Ronald Reagan had similar good luck in 1981. He was shot while walking to his car and his bodyguard, acting instinctively, unceremoniously pushed the president headfirst into the back of his limousine, landing on top of him. Reagan shouted at the man to get off, thinking he’d caused an injury to his chest. Realising the president had been shot, the quick-thinking agent saved his life by ordering the driver to go to the hospital.
Much is being made of Trump’s defiance in the face of mortal danger although his actions pale in comparison with those of Theodore Roosevelt, another president who survived an assassination attempt whilst campaigning for re-election
Just as Trump’s survival gathers its own mythology so it was with Reagan who, while being examined by medics about to operate on him, removed his oxygen mask and joked, “I sure hope all of you out there are Republicans.”

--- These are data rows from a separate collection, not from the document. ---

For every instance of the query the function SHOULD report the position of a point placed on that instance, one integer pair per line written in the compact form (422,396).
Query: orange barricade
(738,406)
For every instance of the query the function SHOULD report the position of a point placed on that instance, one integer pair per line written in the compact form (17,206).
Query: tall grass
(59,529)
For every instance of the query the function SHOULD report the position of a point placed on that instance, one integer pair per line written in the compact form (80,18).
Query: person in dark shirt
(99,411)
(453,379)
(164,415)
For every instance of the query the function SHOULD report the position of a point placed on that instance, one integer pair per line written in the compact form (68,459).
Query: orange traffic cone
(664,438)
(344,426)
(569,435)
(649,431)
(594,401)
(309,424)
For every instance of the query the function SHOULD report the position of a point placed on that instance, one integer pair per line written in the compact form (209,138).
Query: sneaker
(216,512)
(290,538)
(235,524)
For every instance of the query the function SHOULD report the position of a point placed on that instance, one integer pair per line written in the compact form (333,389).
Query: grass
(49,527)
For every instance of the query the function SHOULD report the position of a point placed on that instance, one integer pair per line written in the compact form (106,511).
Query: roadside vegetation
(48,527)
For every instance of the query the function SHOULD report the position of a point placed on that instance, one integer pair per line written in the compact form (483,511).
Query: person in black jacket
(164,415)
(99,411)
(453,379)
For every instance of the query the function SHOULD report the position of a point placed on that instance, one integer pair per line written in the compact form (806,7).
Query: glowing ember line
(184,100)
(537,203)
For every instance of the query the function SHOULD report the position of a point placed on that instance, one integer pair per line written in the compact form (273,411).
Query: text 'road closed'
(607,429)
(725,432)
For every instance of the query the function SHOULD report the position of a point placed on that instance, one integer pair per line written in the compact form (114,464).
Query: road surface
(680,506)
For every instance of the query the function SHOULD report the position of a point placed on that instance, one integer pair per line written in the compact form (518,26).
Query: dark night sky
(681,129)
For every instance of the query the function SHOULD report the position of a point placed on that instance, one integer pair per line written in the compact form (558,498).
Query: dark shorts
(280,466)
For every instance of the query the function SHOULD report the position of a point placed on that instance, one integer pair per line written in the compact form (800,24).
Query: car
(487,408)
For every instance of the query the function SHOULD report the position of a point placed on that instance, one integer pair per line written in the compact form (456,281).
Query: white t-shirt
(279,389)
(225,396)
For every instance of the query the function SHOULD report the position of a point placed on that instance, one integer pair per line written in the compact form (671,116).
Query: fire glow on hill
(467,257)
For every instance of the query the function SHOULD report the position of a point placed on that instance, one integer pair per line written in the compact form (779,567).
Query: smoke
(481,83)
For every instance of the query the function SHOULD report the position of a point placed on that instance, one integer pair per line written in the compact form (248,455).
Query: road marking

Abraham Lincoln wasn’t so fortunate, with his love of the theatre proving to be his downfall after he was shot in Ford’s Theatre in Washington. DC. Uncharacteristically for him, Lincoln had been reluctant to attend that evening but felt obliged for fear of disappointing those in the audience expecting to see him.
After Lincoln, the assassination of President John F Kennedy is most remembered, and like Lincoln, Kennedy unwittingly played a part in his demise that fateful day in Dallas.
Realising he was behind in the polls in the southern states in his campaign for re-election he insisted - against his Secret Service agents’ wishes – that he travelled in an open-top car instead of his usual bullet proof vehicle so the public could see both him and his wife, Jackie.
Indeed, the list of ‘coincidences’ between Lincoln and Kennedy’s assassinations have become the stuff of urban legend. Both presidents were shot on a Friday whilst in the presence of their wives. Both were particularly concerned with civil rights, making them many enemies. Lincoln had a secretary named Kennedy who told him not to go to the theatre, while Kennedy had a secretary named Lincoln who warned him against going to Dallas. And both presidents were elected to Congress in ‘46 and later to the Presidency in ‘60. The list goes on, and in today’s world where coincidences don’t exist, they would fuel a million online conspiracy theories.
Addressing the nation, President Biden claimed violence had no part in American political life; however, US presidential history proves him wrong. In 1835, Andrew Jackson became the first president to experience an assassination attempt, surviving after both his assassins’ pistols misfired.
The four presidents who fell to assassins’ bullets were Lincoln in 1865, James Garfield in 1881, William McKinley in 1901 and Kennedy in 1963. A further three were shot but survived: Roosevelt in 1912, Reagan in 1981 and now Donald Trump in 2024. There were other failed attempted assassinations where thankfully nobody was injured.
Some of you will have noticed that I haven’t mentioned the names of any of the perpetrators of these attacks. This was deliberate as, in many cases, those who carry out these heinous acts do so in a sick quest for, if not fame, then infamy.
I refuse to aid them and believe they should remain in death what they were in life, inadequate nonentities. So instead of using their names we should force them into anonymity by referring to them only as nameless assassins.